DivePlus / diveplus

Placeholder repo
Apache License 2.0
0 stars 0 forks source link

Document relevance / Result limited to 500 hits #11

Open c-martinez opened 7 years ago

c-martinez commented 7 years ago

Liliana: We are evaluating with Carlos and Sabrina the retrieval of entities and found out that because it only gives back 500 results, it is important to add a way of filtering in the qurey box per type of entity, otherwise, you get results with 500 allocated in just one entity and the other entity types with 0 hits. Example: search for Amsterdam, and you see you get 500 events and 0 in the other types. But a user may like to search per Amsterdam as location (entity type) from the query box, and then you see results more distributed across the other types of entities

c-martinez commented 7 years ago

There is a trade off between number of results and the size of the data search query is currently limited to 500.

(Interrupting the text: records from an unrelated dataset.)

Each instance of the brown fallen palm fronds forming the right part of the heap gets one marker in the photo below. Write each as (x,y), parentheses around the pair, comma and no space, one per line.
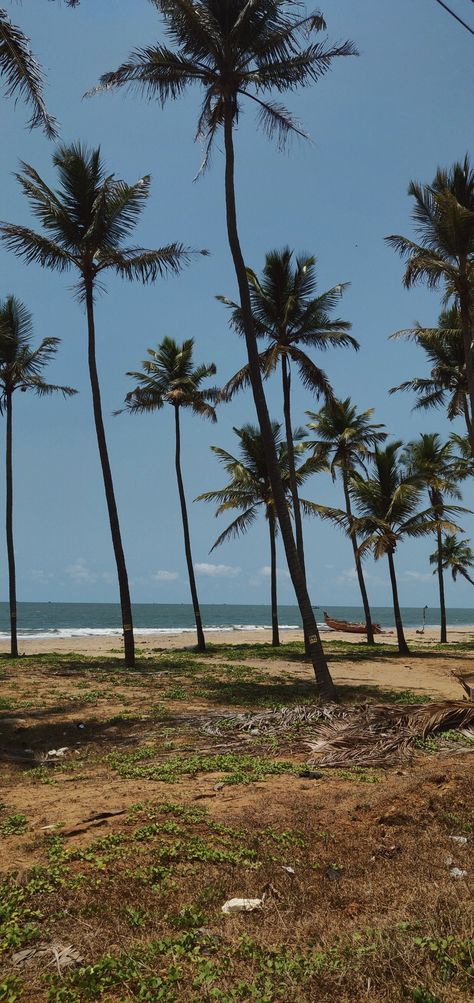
(383,736)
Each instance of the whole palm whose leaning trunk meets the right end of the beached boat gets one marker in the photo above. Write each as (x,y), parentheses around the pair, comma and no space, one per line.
(348,438)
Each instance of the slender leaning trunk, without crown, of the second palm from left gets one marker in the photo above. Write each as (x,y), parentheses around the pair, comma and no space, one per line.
(128,624)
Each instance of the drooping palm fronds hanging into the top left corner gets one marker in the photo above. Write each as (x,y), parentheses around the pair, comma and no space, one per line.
(24,76)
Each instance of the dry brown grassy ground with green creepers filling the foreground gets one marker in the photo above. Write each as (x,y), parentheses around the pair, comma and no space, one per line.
(372,912)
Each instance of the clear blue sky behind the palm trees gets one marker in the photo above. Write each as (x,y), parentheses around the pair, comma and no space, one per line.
(394,114)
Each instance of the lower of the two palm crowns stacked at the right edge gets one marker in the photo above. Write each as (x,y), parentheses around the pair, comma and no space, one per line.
(446,387)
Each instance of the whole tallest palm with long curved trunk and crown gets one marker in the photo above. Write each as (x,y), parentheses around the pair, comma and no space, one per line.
(238,50)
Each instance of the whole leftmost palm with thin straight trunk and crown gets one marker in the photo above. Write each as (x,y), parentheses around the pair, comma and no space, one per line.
(22,369)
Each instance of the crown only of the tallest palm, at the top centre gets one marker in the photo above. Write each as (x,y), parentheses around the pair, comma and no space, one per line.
(234,50)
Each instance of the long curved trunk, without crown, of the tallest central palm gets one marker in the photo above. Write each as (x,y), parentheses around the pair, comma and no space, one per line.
(317,655)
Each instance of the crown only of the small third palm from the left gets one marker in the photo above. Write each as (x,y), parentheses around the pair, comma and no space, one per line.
(170,377)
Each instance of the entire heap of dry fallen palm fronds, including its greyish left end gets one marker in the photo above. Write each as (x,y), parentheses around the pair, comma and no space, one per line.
(369,736)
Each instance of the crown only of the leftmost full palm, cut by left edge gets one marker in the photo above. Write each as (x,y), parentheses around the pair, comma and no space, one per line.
(22,366)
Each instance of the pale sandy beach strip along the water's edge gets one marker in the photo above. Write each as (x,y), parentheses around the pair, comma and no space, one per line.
(111,643)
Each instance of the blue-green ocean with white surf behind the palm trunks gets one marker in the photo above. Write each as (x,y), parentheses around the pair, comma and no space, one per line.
(57,620)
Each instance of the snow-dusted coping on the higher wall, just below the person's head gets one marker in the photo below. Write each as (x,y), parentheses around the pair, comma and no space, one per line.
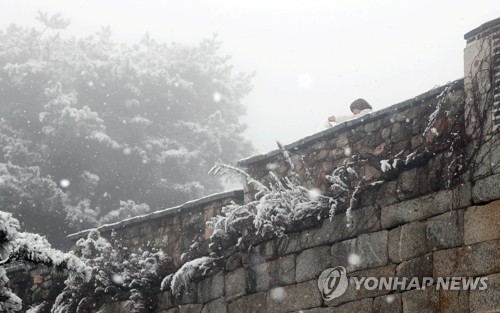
(350,124)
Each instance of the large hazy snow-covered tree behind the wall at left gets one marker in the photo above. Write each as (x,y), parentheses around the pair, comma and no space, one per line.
(107,122)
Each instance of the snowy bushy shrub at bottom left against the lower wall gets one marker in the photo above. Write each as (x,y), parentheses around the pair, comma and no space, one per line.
(114,272)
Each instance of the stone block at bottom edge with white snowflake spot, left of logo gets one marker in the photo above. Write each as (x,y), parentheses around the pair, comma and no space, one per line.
(301,296)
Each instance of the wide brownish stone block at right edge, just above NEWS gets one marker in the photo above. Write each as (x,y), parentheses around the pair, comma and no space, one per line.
(475,260)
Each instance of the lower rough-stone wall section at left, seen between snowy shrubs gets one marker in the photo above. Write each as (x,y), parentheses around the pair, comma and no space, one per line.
(173,230)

We (together with @biktorrr) have discussed this and concluded that we need an external document relevance ranking mechanism (e.g. TFIDF). This is not directly possible in SPARQL, but is maybe an option to do this using ElasticSearch via SPARQL SERVICE directive as done in this example.

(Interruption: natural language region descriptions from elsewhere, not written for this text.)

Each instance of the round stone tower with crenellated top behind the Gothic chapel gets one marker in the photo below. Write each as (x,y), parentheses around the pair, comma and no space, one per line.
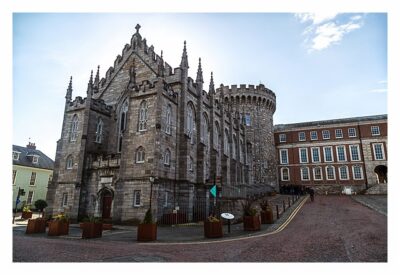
(255,105)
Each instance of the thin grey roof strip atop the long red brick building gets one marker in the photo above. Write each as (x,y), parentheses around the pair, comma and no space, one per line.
(280,127)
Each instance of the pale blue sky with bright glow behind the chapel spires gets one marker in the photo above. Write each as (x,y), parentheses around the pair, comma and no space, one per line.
(320,66)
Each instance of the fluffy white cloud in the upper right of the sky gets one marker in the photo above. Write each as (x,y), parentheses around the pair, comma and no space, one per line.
(324,31)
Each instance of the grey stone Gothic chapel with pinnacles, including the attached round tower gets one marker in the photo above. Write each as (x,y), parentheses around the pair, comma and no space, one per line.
(149,136)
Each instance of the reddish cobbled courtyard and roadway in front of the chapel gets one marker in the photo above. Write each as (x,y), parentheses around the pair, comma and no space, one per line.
(330,229)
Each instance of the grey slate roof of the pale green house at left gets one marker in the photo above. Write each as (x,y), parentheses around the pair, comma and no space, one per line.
(44,162)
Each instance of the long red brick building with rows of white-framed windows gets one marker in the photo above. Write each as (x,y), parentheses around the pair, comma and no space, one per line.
(330,155)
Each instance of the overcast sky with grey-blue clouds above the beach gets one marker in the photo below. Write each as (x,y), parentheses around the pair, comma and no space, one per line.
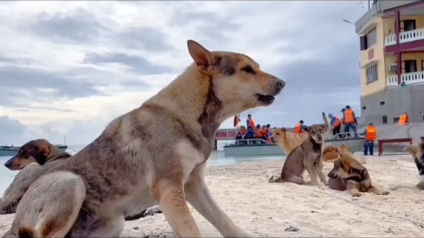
(69,68)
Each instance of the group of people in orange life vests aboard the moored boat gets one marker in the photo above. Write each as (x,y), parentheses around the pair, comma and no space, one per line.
(254,131)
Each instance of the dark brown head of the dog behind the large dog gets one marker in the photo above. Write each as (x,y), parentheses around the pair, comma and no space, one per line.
(39,151)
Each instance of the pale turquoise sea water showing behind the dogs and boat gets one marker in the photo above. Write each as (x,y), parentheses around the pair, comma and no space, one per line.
(217,158)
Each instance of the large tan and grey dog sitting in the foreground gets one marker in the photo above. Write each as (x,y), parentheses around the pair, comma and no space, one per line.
(155,154)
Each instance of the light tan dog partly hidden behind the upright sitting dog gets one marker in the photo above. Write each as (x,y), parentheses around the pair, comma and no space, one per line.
(287,140)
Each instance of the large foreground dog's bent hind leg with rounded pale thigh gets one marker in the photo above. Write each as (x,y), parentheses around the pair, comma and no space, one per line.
(50,206)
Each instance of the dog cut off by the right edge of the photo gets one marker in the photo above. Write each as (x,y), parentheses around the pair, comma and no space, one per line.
(417,152)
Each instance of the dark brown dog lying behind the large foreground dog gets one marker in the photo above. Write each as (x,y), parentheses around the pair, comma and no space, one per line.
(34,159)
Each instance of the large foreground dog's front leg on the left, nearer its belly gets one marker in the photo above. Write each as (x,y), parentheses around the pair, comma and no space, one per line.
(170,195)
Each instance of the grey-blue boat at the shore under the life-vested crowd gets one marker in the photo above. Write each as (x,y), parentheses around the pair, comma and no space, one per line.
(252,147)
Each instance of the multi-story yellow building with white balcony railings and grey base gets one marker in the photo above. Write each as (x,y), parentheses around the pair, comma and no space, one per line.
(392,61)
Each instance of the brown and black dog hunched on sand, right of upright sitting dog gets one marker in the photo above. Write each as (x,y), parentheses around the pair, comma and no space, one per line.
(348,174)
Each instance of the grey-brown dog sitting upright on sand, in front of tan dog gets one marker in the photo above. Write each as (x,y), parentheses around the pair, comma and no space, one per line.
(307,156)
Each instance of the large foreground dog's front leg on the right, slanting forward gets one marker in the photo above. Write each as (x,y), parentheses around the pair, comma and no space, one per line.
(200,198)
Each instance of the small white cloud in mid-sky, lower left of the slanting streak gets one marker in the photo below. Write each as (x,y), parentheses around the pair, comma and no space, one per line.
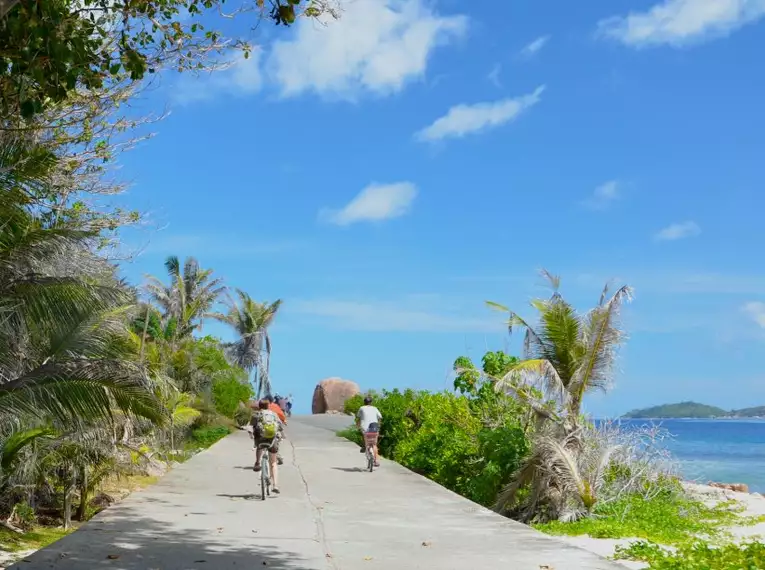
(376,202)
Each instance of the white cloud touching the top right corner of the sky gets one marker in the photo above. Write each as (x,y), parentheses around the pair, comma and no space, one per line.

c-martinez commented 7 years ago

Also relevant to this discussion: https://docs.google.com/document/d/1GSd9ym_50jCX_nSpQ4HWD_-WGb8EKqAPw-llIwwdoF8/edit#

c-martinez commented 7 years ago

Possibly also an interesting reference for this issue: http://dl.acm.org/citation.cfm?id=2591350

c-martinez commented 7 years ago

Also of interest: https://blog.blazegraph.com/?tag=solr (using solr and blazegraph, instead of ES and cliopatria)

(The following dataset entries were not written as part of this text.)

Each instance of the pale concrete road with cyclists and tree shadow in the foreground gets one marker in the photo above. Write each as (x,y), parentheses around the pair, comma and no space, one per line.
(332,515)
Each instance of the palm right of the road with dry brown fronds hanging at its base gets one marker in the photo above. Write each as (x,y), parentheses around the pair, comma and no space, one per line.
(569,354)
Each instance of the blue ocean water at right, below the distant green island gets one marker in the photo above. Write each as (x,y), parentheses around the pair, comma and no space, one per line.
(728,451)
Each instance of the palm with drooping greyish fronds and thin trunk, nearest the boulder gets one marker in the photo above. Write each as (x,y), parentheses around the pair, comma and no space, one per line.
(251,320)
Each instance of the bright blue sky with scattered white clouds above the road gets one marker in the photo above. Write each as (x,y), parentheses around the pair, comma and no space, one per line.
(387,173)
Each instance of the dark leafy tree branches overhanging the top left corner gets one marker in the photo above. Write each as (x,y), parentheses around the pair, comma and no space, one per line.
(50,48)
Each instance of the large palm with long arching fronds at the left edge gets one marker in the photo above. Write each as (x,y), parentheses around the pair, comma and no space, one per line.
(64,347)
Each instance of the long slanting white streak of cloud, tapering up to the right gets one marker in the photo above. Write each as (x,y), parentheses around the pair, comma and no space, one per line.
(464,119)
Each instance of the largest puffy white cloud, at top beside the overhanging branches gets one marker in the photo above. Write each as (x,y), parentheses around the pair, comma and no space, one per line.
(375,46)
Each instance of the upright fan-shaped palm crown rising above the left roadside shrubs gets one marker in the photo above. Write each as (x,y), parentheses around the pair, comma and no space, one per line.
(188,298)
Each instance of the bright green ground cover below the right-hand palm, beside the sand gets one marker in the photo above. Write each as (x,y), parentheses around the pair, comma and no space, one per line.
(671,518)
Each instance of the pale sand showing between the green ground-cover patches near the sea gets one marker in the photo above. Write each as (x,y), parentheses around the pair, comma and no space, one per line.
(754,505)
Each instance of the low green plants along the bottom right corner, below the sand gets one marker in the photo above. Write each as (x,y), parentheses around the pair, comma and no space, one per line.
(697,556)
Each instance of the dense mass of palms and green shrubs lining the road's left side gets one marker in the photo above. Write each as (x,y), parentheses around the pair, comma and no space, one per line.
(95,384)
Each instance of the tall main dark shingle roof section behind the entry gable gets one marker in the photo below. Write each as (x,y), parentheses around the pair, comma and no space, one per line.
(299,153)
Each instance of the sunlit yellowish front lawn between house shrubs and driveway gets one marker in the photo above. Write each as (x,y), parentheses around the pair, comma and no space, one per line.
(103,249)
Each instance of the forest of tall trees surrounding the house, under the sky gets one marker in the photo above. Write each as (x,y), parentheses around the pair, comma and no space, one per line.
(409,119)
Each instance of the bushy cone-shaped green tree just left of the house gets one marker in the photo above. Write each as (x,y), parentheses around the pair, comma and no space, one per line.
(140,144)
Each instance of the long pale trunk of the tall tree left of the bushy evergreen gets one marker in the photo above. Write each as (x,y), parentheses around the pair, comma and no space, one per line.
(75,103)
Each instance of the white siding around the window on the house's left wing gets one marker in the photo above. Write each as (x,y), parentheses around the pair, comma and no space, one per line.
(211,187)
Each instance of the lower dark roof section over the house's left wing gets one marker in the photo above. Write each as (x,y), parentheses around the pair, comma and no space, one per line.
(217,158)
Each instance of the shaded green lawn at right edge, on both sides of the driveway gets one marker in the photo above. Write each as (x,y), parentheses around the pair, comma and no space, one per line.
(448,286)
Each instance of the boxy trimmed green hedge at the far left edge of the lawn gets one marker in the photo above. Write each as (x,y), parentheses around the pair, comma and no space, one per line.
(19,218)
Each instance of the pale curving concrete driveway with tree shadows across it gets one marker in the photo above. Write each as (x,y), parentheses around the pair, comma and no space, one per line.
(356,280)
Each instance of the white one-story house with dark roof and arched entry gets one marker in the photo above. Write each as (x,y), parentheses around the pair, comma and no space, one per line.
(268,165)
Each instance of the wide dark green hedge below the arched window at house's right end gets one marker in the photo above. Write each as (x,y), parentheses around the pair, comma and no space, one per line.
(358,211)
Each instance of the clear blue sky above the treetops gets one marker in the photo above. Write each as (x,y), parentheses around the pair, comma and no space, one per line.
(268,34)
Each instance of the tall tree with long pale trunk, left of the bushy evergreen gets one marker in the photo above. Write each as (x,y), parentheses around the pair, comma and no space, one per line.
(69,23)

c-martinez commented 7 years ago

Proposed solution:

With this setup, a query like this can be run:

SELECT * WHERE
{
  SERVICE <http://blazegraph-server:9999/blazegraph/namespace/kb/sparql>
  {
    ?kwDoc <http://www.bigdata.com/rdf/fts#search> "x" .
    ?kwDoc <http://www.bigdata.com/rdf/fts#endpoint> "http://solr-server:8983/solr/db/select" .
    ?kwDoc <http://www.bigdata.com/rdf/fts#params> "fl=id,score,name" .
    ?kwDoc <http://www.bigdata.com/rdf/fts#scoreField> "score" .
    ?kwDoc <http://www.bigdata.com/rdf/fts#score> ?score .
    ?kwDoc <http://www.bigdata.com/rdf/fts#snippetField> "name" .
    ?kwDoc <http://www.bigdata.com/rdf/fts#snippet> ?name .
  }
}

This will return name of documents, id's and scores.